Mari kita membuat perhitungan sederhana. Andaikan saat ini seseroang berumur 35 tahun dengan pendapatan Rp100 juta per tahun. Itu berati masa kerjanya masih tersisa 25 tahun lagi. Dengan menyisihkan hanya 5% sebagimana investasi ke dana pensiun yang normal, maka hasilnya hanya cukup untuk membiayai pengeluarannya saat pensiun nanti tidak lebih dari 15 bulan.

Karena dengan pendapatan Rp100 juta per tahun, berarti 5% dari total pendapatan yang disisihkan untuk pensiun berarti hanya Rp500.000. Itu berarti 25 tahun nanti hanya terkumpul dana sekitar Rp150 juta.

"Ini tentu jauh dari cukup karena hanya cukup untuk kehidupannya sekitar 15 bulan.
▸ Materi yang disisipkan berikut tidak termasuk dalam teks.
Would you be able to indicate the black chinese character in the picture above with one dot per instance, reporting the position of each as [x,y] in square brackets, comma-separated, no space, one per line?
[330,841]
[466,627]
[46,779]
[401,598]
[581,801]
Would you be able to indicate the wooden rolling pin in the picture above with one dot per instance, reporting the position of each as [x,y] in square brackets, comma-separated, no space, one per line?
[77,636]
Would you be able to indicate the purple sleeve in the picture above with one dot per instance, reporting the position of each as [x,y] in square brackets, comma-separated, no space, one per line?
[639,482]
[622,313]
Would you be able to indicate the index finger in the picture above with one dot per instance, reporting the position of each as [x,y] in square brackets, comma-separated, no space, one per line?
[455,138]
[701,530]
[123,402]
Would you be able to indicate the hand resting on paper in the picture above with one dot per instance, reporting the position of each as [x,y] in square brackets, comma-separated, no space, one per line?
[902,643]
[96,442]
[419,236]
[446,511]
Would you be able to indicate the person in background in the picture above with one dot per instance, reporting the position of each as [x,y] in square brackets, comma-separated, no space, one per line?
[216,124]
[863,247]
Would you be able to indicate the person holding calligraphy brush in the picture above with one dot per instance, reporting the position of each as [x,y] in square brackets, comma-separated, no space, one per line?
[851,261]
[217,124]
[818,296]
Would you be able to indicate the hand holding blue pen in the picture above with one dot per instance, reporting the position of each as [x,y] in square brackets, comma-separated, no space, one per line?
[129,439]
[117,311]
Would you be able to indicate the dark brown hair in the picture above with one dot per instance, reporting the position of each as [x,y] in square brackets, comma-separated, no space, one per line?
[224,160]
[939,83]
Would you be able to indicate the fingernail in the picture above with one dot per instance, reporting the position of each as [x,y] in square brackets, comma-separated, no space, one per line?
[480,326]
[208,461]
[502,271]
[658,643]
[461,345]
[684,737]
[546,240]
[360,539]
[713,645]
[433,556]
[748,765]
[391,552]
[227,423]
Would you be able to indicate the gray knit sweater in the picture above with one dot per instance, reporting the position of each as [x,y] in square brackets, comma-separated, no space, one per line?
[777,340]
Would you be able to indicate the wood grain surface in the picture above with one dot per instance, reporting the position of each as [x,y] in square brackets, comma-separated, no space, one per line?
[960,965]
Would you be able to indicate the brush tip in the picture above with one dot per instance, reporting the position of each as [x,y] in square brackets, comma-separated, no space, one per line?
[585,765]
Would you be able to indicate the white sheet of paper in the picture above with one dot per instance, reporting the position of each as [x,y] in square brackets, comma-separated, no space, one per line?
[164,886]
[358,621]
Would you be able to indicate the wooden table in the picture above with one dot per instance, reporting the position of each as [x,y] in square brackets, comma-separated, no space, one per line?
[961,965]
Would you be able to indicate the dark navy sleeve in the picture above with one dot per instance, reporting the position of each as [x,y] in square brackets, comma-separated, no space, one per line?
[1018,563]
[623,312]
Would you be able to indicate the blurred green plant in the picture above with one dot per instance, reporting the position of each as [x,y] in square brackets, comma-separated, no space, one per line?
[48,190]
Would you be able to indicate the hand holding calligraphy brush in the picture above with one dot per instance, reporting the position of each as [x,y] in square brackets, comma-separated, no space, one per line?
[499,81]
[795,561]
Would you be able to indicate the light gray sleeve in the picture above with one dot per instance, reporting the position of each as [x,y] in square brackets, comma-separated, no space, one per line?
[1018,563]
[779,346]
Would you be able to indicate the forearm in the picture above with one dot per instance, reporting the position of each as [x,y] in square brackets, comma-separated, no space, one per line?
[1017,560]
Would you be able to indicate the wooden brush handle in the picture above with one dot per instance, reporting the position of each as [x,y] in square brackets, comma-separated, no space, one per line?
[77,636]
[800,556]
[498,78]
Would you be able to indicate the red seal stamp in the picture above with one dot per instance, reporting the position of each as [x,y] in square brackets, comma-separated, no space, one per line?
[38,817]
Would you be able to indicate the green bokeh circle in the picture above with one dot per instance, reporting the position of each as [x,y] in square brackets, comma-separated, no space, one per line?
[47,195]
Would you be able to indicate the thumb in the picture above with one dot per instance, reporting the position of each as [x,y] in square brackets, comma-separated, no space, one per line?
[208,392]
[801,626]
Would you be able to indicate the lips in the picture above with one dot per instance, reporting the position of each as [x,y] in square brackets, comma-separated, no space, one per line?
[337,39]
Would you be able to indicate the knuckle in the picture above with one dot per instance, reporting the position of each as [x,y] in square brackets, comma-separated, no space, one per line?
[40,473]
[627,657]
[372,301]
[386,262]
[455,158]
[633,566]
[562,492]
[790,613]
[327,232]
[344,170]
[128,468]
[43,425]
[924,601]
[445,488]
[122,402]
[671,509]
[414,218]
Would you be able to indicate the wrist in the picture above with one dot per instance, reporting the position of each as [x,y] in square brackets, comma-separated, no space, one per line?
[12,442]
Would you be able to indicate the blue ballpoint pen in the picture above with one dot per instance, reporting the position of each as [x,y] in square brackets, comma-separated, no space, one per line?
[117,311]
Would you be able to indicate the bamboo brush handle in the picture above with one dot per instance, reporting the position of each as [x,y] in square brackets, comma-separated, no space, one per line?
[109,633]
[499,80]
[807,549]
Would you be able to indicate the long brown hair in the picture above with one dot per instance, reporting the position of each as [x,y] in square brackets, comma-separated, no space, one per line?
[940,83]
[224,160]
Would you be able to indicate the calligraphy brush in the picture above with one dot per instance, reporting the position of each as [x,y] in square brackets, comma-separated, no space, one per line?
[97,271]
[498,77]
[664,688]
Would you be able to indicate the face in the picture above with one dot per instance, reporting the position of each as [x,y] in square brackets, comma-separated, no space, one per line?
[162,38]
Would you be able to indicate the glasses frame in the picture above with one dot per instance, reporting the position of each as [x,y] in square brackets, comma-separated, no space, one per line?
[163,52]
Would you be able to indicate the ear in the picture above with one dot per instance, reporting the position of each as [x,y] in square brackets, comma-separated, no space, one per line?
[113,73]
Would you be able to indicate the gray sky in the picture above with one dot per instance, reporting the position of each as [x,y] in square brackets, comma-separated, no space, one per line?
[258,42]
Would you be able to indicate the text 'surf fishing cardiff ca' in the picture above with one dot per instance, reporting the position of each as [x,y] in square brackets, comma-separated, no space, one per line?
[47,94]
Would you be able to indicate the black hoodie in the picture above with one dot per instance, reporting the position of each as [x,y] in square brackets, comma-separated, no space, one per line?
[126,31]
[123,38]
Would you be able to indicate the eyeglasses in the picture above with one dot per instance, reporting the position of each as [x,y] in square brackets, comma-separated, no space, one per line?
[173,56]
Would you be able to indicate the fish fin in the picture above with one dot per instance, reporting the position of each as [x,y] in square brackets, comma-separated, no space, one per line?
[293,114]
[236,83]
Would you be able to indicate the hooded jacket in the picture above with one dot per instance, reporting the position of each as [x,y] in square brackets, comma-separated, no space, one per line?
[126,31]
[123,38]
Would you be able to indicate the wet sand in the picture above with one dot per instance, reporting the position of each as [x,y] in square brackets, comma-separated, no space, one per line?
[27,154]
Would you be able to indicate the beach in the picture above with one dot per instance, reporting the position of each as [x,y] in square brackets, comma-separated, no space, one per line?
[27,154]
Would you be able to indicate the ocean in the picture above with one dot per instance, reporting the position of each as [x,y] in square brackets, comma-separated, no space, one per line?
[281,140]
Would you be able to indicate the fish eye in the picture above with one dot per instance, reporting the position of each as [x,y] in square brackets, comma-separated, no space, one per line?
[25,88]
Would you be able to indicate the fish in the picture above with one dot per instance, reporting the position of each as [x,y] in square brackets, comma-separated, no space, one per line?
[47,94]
Kalau saja usia pensiunnya berlangsung 20 tahun, bagaimana dia menutup kekurangan di masa pensiun yang sangat panjang itu?"

Pada hal, jelas Dony, kalau dengan menghitung faktor penurun (inflasi 6%) saja, maka 24 tahun lagi, dengan pengeluaran saat ini Rp100 juta, minimal pada saat pensiun pengeluaran menjadi Rp400 juta. Itu berarti selama sisa masa kerja 20 tahun, sedikitnya investasi yang harus dilakukan untuk pensiun mencapai sekitar Rp8 miliar.

Jumlah yang luar biasa besar. Sebagian dari kita mungkin terkejut. Atau ada yang mungkin saja sudah memperkirakan angka itu, tetapi mereka tidak peduli. Soal pensiun, demikian mereka berprinsip, itu urusan nanti, yang penting sekarang menikmati hidup dulu. Kalau tidak, mestinya pembelian mobil bukan pada pilihan nomor satu. Atau, orang Indonesia sudah terbiasa dengan dana siluman lain, sehingga urusan mobil oke dan persiapan dana pensiun yang Rp8 miliar juga tak diabaikan.